И вышла, плотно притворив за собой дверь. Чего ей вообще надо было? От Верки в комнате остался запах мыла и фруктового шампуня, от которого к горлу опять подкатили слезы.
Нет, она не из-за Верки ревет, Верка ни при чем, совершенно ни при чем.
– Вернувшись, я понял, что опоздал. – Сергей лежал, отвернувшись к стене, как будто желал показать, что беседа с Шумским не доставляет ему удовольствия. Ну да и пускай, можно и без удовольствия, лишь бы о деле, лишь бы дойти до правды или хотя бы до того, что позволит перед петербургским начальством отчитаться, ежели вдруг оно делом заинтересуется. А опасения такие были, Ижицын-то, как ни крути, графского роду, и супруга тоже не из простых…
– Вы, верно, полагаете, что мне не следовало вмешиваться…
На щеках Ольховского горели алые пятна, а вот виски, напротив, были белыми в синеву. Может, и к лучшему, что помрет, а то ж под суд пошел бы, за дуэль-то.
– Что вы говорите? – Ольховский повернулся, простое это движение далось ему нелегко, вон губу прикусил, скривился от боли. – Запрещены, верно… были б разрешены, я б еще тогда, до отъезда, эту мразь вызвал бы… не стреляться, а на шпагах, как пристало мужчинам… выяснили б все…
– Так и выяснили ведь. – Шумский присел так, чтоб поближе к раненому. Правда, не совсем удобно вышло, солнце в глаза светило, а от окна сквозняком тянуло. Как бы спину не застудить, будет потом подагра мучить, и Антонина Федосеевна, втирая в поясницу барсучий жир, станет ругаться, не зло, но обидно, оттого, что больно, а она не сочувствует.
Ох, неправильные сегодня мысли были, совсем не те, которым следовало бы, видать, с того, что день выдался сильно солнечным, светлым и чистым.
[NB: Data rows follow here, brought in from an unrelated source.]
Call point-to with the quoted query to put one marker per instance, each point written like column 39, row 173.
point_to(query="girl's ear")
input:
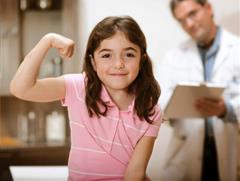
column 92, row 62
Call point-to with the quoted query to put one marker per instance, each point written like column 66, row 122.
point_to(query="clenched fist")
column 64, row 45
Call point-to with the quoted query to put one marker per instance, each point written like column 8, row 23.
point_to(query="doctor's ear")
column 92, row 62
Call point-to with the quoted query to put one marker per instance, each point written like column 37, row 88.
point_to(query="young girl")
column 112, row 105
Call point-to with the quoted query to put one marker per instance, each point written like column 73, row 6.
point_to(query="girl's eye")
column 130, row 55
column 106, row 56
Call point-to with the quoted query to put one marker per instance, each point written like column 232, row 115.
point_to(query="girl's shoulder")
column 75, row 86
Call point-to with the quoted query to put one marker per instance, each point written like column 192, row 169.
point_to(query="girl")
column 112, row 105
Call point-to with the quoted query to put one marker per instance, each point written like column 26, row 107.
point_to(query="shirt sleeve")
column 155, row 126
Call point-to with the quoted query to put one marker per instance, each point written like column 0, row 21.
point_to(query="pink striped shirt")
column 101, row 148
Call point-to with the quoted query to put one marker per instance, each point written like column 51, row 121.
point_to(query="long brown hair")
column 145, row 87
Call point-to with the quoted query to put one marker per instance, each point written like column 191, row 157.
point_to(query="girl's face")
column 117, row 62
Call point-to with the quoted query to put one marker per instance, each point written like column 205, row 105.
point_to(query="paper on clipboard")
column 181, row 104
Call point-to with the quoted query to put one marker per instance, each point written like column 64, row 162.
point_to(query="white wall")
column 162, row 33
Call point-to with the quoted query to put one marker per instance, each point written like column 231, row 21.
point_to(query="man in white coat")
column 203, row 149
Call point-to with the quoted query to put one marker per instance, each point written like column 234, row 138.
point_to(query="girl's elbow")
column 15, row 90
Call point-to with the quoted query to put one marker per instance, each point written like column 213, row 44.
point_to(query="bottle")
column 55, row 127
column 32, row 127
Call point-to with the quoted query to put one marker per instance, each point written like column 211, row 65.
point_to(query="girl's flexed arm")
column 25, row 83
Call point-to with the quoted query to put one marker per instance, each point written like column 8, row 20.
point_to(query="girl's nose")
column 119, row 63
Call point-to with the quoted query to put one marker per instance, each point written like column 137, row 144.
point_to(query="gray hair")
column 174, row 3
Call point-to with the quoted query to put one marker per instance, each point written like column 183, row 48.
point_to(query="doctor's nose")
column 188, row 23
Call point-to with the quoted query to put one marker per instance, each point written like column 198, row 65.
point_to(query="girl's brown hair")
column 145, row 87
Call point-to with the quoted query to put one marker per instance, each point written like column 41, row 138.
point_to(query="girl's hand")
column 64, row 45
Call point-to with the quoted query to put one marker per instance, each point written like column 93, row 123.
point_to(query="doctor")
column 203, row 149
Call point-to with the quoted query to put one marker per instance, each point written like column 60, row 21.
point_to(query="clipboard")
column 181, row 103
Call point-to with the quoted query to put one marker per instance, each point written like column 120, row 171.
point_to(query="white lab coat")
column 184, row 155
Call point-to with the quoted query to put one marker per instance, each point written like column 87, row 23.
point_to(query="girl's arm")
column 138, row 164
column 25, row 83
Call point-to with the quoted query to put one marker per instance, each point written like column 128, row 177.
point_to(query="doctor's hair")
column 174, row 3
column 145, row 86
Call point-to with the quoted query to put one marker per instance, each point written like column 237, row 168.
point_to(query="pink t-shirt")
column 102, row 147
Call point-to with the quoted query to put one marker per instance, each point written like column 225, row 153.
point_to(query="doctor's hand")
column 211, row 107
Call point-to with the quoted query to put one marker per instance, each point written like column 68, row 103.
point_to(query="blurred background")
column 38, row 133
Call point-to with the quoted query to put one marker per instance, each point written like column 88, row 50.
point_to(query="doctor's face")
column 196, row 20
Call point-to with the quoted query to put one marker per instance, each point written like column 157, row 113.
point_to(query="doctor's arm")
column 26, row 85
column 216, row 107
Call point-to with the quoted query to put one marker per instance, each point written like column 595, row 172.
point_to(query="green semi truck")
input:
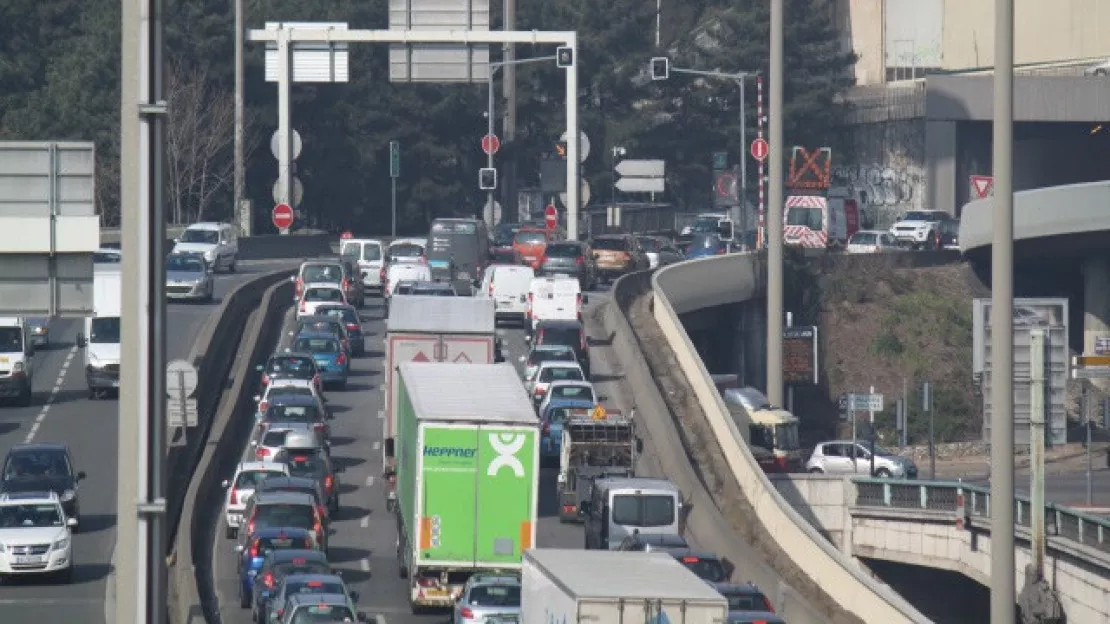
column 467, row 475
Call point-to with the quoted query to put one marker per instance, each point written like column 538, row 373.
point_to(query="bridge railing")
column 1060, row 521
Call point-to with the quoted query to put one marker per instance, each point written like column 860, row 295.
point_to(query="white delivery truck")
column 458, row 330
column 615, row 587
column 100, row 340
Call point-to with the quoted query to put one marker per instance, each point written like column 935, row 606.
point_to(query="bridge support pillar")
column 1096, row 309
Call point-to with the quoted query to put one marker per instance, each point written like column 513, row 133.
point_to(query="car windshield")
column 303, row 462
column 323, row 294
column 295, row 586
column 806, row 217
column 744, row 601
column 291, row 413
column 644, row 510
column 184, row 264
column 706, row 569
column 250, row 479
column 321, row 273
column 30, row 515
column 37, row 464
column 583, row 392
column 104, row 330
column 563, row 250
column 495, row 595
column 322, row 613
column 316, row 344
column 284, row 514
column 611, row 244
column 293, row 365
column 209, row 237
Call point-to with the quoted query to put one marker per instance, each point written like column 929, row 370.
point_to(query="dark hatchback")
column 567, row 333
column 43, row 468
column 571, row 258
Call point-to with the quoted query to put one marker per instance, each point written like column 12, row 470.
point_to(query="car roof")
column 283, row 497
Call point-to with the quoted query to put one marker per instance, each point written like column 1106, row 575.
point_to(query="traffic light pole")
column 569, row 39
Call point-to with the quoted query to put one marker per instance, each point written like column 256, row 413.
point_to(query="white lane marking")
column 53, row 395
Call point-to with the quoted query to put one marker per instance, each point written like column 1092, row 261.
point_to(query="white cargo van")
column 101, row 336
column 218, row 242
column 508, row 287
column 556, row 298
column 17, row 361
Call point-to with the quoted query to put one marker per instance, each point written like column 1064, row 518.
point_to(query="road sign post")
column 282, row 218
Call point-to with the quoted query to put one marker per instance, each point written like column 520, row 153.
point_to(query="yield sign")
column 982, row 185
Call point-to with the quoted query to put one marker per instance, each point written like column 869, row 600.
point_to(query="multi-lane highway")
column 62, row 412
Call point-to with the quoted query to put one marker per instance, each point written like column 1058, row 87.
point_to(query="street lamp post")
column 494, row 66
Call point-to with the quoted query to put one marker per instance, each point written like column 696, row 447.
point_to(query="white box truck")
column 100, row 340
column 615, row 587
column 456, row 330
column 467, row 475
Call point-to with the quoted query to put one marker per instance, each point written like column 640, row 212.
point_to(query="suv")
column 43, row 468
column 841, row 456
column 36, row 534
column 566, row 333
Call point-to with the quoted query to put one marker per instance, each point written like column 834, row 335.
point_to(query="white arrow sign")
column 641, row 175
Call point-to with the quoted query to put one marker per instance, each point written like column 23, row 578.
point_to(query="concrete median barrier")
column 820, row 583
column 259, row 325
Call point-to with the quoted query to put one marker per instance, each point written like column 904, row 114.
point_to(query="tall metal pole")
column 572, row 143
column 775, row 301
column 1002, row 574
column 129, row 607
column 508, row 89
column 242, row 208
column 738, row 211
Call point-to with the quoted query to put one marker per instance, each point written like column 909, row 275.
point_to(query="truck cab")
column 100, row 340
column 17, row 360
column 619, row 506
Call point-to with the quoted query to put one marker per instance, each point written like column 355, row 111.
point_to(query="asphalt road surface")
column 63, row 413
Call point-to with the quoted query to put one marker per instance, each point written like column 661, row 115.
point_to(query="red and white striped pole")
column 759, row 124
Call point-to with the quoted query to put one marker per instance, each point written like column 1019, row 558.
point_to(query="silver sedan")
column 188, row 277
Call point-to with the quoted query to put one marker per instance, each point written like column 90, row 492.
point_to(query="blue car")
column 329, row 353
column 261, row 543
column 555, row 414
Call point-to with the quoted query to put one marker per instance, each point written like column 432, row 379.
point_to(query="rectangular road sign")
column 312, row 62
column 865, row 402
column 439, row 62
– Выяснили, – Ольховский таки ответил. – Поздно выяснили… сразу надо было… а я вернулся – Наталья замужем… и счастлива. Больно это, когда счастлива и без меня… Я не поверил. Она ведь когда-то в любви клялась мне, а не ему, и говорила, что навечно, а тут всего-то пара месяцев, и уже позабыла, имени слышать не хочет… Это из-за ангела…
– И что за ангел такой, позвольте узнать?
– Розовый, из цельного куска сердолика, статуэтка такая, маленькая… на Натальиной ладони… у нее кожа белая, нежная и на солнышке светится, и ангел этот тоже светится изнутри, и будто бы они – одно, понимаете?